In early January, 1985, the goods arrived at American Terminals where they remained for at least three weeks until picked up by plaintiff's truckers, Gross Transportation Corp., on February 7, 1985. Plaintiff's agent, aware of the ongoing dispute, did not attempt a consumption entry on this shipment but rather prepared a warehouse entry for the goods, dated January 31, 1985. The agent issued delivery instructions to Gross Transportation Corp. on February 1st to pick up the goods directly from the pier at South Kearny and deliver them to Van Brunt's bonded warehouse. On the preceding day, plaintiff's agent requested the Customs' Import Specialist to conduct a textile review of the goods due to the prior visa entry problems. During this textile review period, Gross Transportation delivered the bonded goods to the Van Brunt Warehouse on February 11, 1985, where they remained until the fire. On February 14, 1985, Customs issued a correction slip notification for the goods to plaintiff stating that Visa Category 315 should have been used rather than No. 320, which had been designated by plaintiff for both shipments then in storage at Van Brunt.
 
A fire totally destroyed the Van Brunt Warehouse and plaintiff's goods therein on February 21, 1985.

 (Pretrial Order at 3-8; Defendants' Br. in Support, Exh. A).

 Defendants contend that plaintiff's losses are not covered by its insurance policy for three reasons: (1) the insurance coverage provided by the "Warehouse to Warehouse" clause had ceased prior to the fire on February 21, 1985; (2) the interruptions of transit of shipments were not due to circumstances beyond plaintiff's control so that plaintiff is not covered under the policy's Marine Extension Clause; (3) even assuming the extension of the period of coverage by either of the two foregoing clauses the losses which occurred during the "detainment" of the shipments are excluded from coverage by the policy's "Free of Capture & Seizure Clause." Plaintiff opposes each of these contentions and seeks summary judgment in its favor.

 Summary judgment may be granted only when it has been established that there is no genuine issue of material fact and that the moving party is entitled to judgment as a matter of law. Fed. R. Civ. P. 56(c). The moving party has the burden of establishing that there exists no genuine issue of material fact. Anderson v. Liberty Lobby, 477 U.S. 242, 91 L. Ed. 2d 202, 106 S. Ct. 2505 (1986). The opposing party must set forth specific facts showing a genuine issue exists. Id. Such facts shall be made on personal knowledge in the form of an affidavit. Fed. R. Civ. P. 56(c). In deciding a motion for summary judgment, the facts must be viewed in the light most favorable to the non-moving party and any reasonable doubt as to the existence of a genuine issue of fact must be resolved against the moving party. Continental Ins. Co. v. Bodie, 682 F.2d 436 (3d Cir. 1982).
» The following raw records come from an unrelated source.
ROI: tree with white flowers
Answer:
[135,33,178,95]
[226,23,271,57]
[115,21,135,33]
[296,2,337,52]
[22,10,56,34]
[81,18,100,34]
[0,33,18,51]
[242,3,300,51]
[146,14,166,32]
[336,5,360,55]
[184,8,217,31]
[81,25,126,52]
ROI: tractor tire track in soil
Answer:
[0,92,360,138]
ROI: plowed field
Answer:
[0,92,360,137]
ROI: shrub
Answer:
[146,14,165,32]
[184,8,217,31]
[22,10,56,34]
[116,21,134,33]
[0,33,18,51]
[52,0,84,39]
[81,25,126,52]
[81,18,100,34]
 I. "Warehouse to Warehouse Clause "

 The policy's "Warehouse to Warehouse Clause" provides as follows:

 
This insurance attaches from the time the goods leave the warehouse and/or store at the place named in the policy for the commencement of the transit and continues during the ordinary course of transit, including customary transshipments, if any, until the goods are discharged overside from the overseas vessel at the final port. Thereafter the insurance continues whilst the goods are in transit and/or awaiting transit until delivered to final warehouse at the destination named in the policy or until the expiry of 15 days (or 30 days if the destination to which the goods are insured is outside the limits of the port) whichever shall first occur. The time limits referred to above to be reckoned from midnight of the day on which the discharge overside of the goods hereby insured from the overseas vessel is completed. Held covered at a premium to be arranged in the event of trans-shipment, if any, other than as above and/or in the event of delay in excess of the above time limits arising from circumstances beyond the control of the Assured.
 
NOTE: It is necessary for the Assured to give prompt notice to these Assurers when the Assured becomes aware of an event for which they are "held covered" under this policy and the right to such cover is dependent upon compliance with this obligation.
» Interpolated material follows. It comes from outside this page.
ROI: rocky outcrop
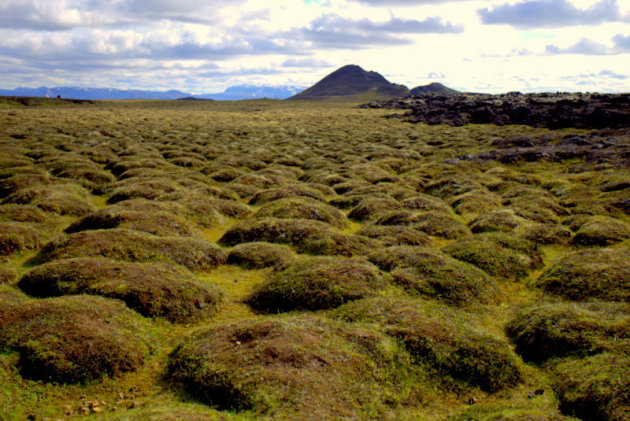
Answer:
[362,92,630,129]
 (Defendants' Br. in Support, Exh. F at 2-3) (emphasis added).

 The "Warehouse to Warehouse" clause specifically extends coverage beyond the period of transit to the time of delivery to the "final warehouse at the destination named in the policy." Plaintiff concedes that because the goods in question were discharged overside from the overseas vessels, in San Pedro, California, more than 30 days before their destruction by fire, that 30-day clause applies, has run, and thus has rendered any "final warehouse" issue itself irrelevant. However, case law interpreting "final warehouse" provisions is instructive on the "held covered" provision of the warehouse to warehouse clause, on which the parties in this action are in disagreement.
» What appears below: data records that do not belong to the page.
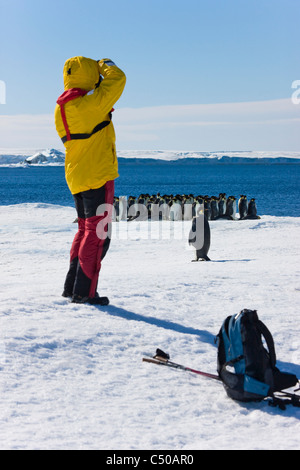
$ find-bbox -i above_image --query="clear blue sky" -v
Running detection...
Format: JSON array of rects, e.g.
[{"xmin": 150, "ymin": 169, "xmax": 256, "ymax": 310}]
[{"xmin": 0, "ymin": 0, "xmax": 300, "ymax": 150}]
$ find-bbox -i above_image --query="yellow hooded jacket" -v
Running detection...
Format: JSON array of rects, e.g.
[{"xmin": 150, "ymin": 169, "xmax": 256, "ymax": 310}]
[{"xmin": 55, "ymin": 57, "xmax": 126, "ymax": 194}]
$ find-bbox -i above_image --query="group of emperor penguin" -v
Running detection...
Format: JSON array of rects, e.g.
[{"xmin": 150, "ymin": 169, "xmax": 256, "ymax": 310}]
[{"xmin": 113, "ymin": 193, "xmax": 260, "ymax": 261}]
 In Ocean Marine Ins. Co. v. Lindo, 30 F.2d 782 (9th Cir. 1929), shipments of cotton were temporarily placed in a Customs warehouse until Customs regulations were complied with and were destroyed in a warehouse fire prior to the consignee's removal for reshipment. The court was called upon to decide whether the period of coverage was extended by a similar "warehouse to warehouse" clause similar to that which is presently at issue. The court stated in relevant part:

 
. . . the evidence shows that all goods going to Guatemala, whether dutiable or not, must pass through the custom house at San Jose, comply with the customs regulations, and pay certain fees. Until these requirements are complied with, the consignee is not entitled to the possession of the goods. There was no unreasonable delay on the part of the consignee in the instant case. As a consequence it cannot be said, we think, that the goods were safely deposited in the consignee's or other warehouse within the meaning of the policy, while in the custom house, regardless of the nature or character of the building or structure used by the government for the storage of goods while passing customs. The warehouse to warehouse clause was evidently intended to cover the goods after being discharged at port of destination while in the ordinary course of transit to the consignee's warehouse, or some other equivalent place of storage where the goods were held for the consignee. The risk continued after the goods were landed and during the period reasonably required for this purpose, . . . .

 Id. at 784 (emphasis added).

 Defendants contend that the Van Brunt warehouse was equivalent to Northern Feather's own warehouse inasmuch as the "delivery to and release of the goods from [Van Brunt] was solely dependent upon Northern Feather's compliance with U.S. Customs' requirements." (Defendants' Br. in Support at 12; Hardy Dep., App. to Plaintiff's Br., Exh. D at 4-5). Defendants further contend that inasmuch as plaintiff selected the Van Brunt Warehouse as the depository for the ...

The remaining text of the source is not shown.